33 years after his death, Jack Spicer haunts American poetry.

Posted By on Wed, Nov 11, 1998 at 12:00 AM

Jack Spicer died of drink in 1965. He was 40 years old, flat broke and all but unemployable. Though his work is increasingly recognized as among the most original of the postwar period, it was virtually unknown in his lifetime.

While it must be acknowledged that Spicer himself contributed to this invisibility -- not only by his disdain for commercial publishing, but also by the formal difficulties posed by his work -- it must also be acknowledged that most of his more visible contemporaries were far too willing to ignore that work, and there was nothing benign in their neglect. Happily, we now have the first biography of this legendary San Francisco poet.

Authors Lewis Ellingham and Kevin Killian labored long and hard to bring us this remarkable montage of interviews, memoirs, photographs and correspondence, and the resulting biography will doubtless engage a much broader audience than Spicer ever actively sought or attained.

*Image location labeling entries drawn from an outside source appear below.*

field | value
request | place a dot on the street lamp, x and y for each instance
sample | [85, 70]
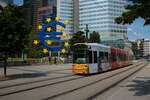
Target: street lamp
[86, 31]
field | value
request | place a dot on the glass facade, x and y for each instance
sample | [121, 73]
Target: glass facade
[99, 15]
[65, 11]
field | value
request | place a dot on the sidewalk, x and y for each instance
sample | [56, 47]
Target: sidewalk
[137, 88]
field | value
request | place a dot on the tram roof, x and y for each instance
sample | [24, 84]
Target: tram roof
[93, 44]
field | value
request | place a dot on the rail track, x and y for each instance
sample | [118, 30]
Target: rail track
[49, 82]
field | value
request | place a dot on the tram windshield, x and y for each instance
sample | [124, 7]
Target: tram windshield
[80, 54]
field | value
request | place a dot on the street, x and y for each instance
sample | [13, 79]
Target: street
[45, 82]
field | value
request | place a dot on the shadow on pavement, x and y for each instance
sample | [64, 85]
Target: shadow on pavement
[25, 75]
[141, 86]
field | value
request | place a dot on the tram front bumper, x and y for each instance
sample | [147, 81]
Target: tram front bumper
[80, 69]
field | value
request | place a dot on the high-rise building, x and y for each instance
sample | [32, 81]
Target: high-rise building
[99, 15]
[65, 11]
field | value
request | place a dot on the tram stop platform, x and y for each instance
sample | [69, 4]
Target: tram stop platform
[136, 88]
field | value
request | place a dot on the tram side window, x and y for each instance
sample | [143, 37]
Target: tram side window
[95, 56]
[90, 57]
[106, 56]
[113, 57]
[101, 54]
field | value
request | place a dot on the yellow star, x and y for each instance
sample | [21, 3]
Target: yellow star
[66, 22]
[40, 27]
[60, 28]
[36, 42]
[45, 51]
[49, 42]
[63, 51]
[49, 29]
[66, 44]
[48, 20]
[65, 35]
[57, 18]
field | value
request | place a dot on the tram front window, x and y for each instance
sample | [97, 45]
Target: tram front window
[80, 54]
[80, 57]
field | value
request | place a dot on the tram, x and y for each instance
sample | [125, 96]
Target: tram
[89, 58]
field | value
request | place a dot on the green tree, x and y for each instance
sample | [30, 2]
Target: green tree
[14, 32]
[94, 37]
[136, 9]
[78, 37]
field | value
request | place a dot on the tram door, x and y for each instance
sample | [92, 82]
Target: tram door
[93, 59]
[104, 61]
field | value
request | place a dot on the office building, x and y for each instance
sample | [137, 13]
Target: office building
[99, 15]
[65, 10]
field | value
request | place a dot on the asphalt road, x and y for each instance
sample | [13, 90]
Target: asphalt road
[46, 82]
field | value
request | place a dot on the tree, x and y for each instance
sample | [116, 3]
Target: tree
[14, 32]
[136, 9]
[94, 37]
[78, 37]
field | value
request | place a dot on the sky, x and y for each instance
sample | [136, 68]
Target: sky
[137, 30]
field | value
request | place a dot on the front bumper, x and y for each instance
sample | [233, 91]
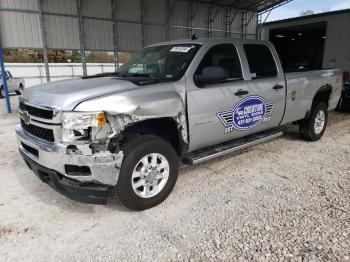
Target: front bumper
[90, 193]
[52, 158]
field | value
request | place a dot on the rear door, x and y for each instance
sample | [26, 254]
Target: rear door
[264, 107]
[206, 102]
[241, 105]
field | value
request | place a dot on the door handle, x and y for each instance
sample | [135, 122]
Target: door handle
[241, 93]
[278, 87]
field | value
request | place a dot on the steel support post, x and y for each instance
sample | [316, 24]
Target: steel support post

Perhaps by design, Poet Be Like God deviates from the conventions of standard biography. The first half of Spicer's life, for example, is related in a scant eight pages, which curiously reflects Spicer's claim that he was born "in 1946," the year he moved to Berkeley and began his literary career.

In effect, this volume is less the biography of John L. Spicer, citizen, than it is a vividly loquacious portrait of Jack Spicer, the self-deprecating, man-loving, tough-minded poet, mentor and drunk. Nor is this Spicer's portrait alone, for it is equally the story of the gay, literary and bohemian cultures that flourished in the Bay Area in the first decades of the Cold War. Although the narrative focuses on Spicer, it amply demonstrates that his life and work were inextricably linked to those with whom he built and shared a community.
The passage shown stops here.